The Khmer Rouge fled in 1979 to the jungles in northern and western Cambodia and reverted to guerrilla life. They left behind thousands of killing fields and a traumatized people that reluctantly welcomed the Vietnamese as their liberators. Still caught in the mentality of the Cold War, the West, and especially the U.S.A., encouraged the Khmer Rouge to continue their fight against the Soviet-supported Vietnamese for another decade. The Khmer Rouge kept their seat at the United Nations and 'brother number five,' Khieu Samphan, remained as nominal head of state, with an office in Paris. Only when the Cold War ended did the Khmer Rouge ran out of steam. They lost the elections which had been organized by the U.N. and thus their international support which had not ceased for 10 years after the killing fields had been discovered. Only in 1995 did the U.S. consider the Khmer Rouge officially a terrorist organization. Units of the Khmer Rouge deserted to the new Cambodian army. Their leaders collaborated with the new government and received pensions. Only a few were arrested; none have been tried so far.
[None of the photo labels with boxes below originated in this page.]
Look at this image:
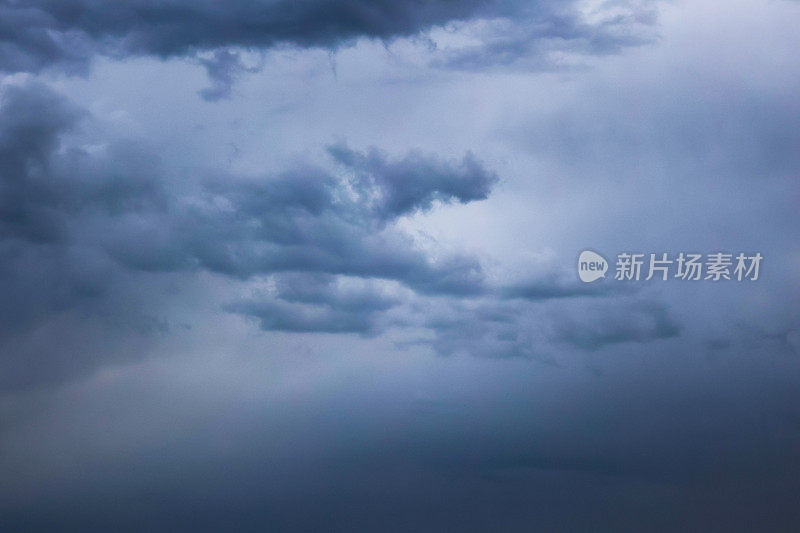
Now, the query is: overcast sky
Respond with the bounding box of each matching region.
[0,0,800,531]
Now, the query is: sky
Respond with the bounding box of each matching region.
[0,0,800,531]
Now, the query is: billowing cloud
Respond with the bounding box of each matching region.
[0,0,655,93]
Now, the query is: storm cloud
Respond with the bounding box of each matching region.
[0,0,800,531]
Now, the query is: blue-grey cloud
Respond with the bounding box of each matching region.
[0,0,654,95]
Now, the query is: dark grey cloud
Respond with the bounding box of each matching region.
[0,81,512,387]
[0,82,688,388]
[0,0,654,93]
[328,144,497,220]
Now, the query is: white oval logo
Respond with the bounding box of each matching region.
[578,250,608,283]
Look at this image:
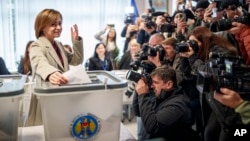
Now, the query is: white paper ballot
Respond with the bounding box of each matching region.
[63,65,91,84]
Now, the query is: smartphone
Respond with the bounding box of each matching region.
[212,8,217,18]
[107,24,115,27]
[178,3,185,10]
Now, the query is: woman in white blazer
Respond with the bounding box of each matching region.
[30,9,83,84]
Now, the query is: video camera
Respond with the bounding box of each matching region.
[210,5,250,32]
[126,45,165,86]
[174,40,199,53]
[196,53,250,99]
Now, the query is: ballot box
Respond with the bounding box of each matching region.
[33,71,127,141]
[0,75,26,141]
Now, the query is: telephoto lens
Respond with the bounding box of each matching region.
[126,70,142,83]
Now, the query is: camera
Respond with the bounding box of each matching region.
[196,53,250,99]
[126,44,165,86]
[210,9,250,32]
[126,60,156,85]
[136,44,165,62]
[124,15,134,24]
[174,40,199,53]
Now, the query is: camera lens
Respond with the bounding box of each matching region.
[126,70,142,83]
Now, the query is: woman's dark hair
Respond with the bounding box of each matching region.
[105,28,117,48]
[93,43,107,58]
[23,40,34,74]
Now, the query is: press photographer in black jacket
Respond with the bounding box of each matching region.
[136,65,198,141]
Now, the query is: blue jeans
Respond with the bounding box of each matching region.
[136,117,143,141]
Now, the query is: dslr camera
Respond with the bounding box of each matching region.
[174,40,199,53]
[196,53,250,100]
[210,9,250,32]
[126,45,165,83]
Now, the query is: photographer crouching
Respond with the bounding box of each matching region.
[136,65,199,141]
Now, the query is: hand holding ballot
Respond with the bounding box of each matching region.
[63,65,91,84]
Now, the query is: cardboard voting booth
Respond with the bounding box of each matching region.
[0,75,26,141]
[34,71,127,141]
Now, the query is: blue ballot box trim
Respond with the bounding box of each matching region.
[0,75,27,97]
[34,71,127,94]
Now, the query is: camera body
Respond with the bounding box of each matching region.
[126,60,156,83]
[126,44,165,86]
[174,40,199,53]
[210,9,250,32]
[196,54,250,99]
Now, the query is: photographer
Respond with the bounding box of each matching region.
[180,27,237,141]
[210,0,250,65]
[214,88,250,125]
[137,16,157,45]
[148,33,165,67]
[136,66,198,141]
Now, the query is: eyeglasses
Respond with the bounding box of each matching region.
[195,9,205,13]
[227,4,239,11]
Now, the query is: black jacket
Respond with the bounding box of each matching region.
[89,57,113,71]
[138,88,198,141]
[0,57,10,75]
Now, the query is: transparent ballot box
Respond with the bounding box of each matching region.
[0,75,26,141]
[34,71,127,141]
The Khmer Rouge was dissolved in 1999.

Many of those responsible for the genocidal mass murder of the Khmer Rouge survive as free citizens in Cambodia. The torturers and guards of Toul Sleng are today gardeners, fishermen and grandfathers. Pol Pot, 'brother number one,' the party secretary and head of the Khmer Rouge, died under odd circumstances in his bed in a jungle camp near the Thai border. Comrade Duch, the commander of S-21 and responsible for the torture and death of more than 14,000, turned to religion. It did not help him that he became a preacher of an American Christian sect; he spends his days in solitary confinement in a Cambodian jail, as does Ta Mok, the 'one-legged butcher.' They are waiting for the beginning of the long -delayed trials of Khmer Rouge war criminals. About 50 of them are marked for an international trial if the expected $56 million costs can be found.

Cambodia 11/10/74: Two young Cambodian soldiers, with their rifles in hand, carry ammunition and a mortar plate to reinforce Cambodian government troops near Trapeang Kraloeung on Route 4, 36 miles southwest of Phnom Penh. Highway 4 was formerly Cambodia's lifeline to the sea. The road had been closed since early in the previous year.

Heang Sun/AP Photo
Thirty years later tourists on a stopover in Cambodia go to see the wonders of Angkor again. The streets of Phnom Penh are crowded with young people and motorbikes. The sun sets with dramatic colors over the Mekong and the freshly gilded palaces, now occupied by a new king, Prince Norodom Sihamoni, son of Prince Sihanouk and his wife Monique.

On the surface Cambodia seems alright and at peace.

But photographs from the past decade also show that the trauma of the Khmer Rouge reign of terror lives on in every Cambodian family. Cambodia is one of the poorest countries in the world. Cambodia suffers from the global plagues of AIDS, drugs and unemployment and the land mines and unexploded bombs of the 30-year-old war are still everywhere. Year after year thousands have been injured and killed by mines. Cambodian politics brought coup d'états, open war between political factions and politically-motivated murders. On the other hand, there have been three free elections with about 80 percent voter participation and travel through the country is today (mostly) safe.

Cambodians still have difficulties finding the peace the country needs to recover from its nightmares.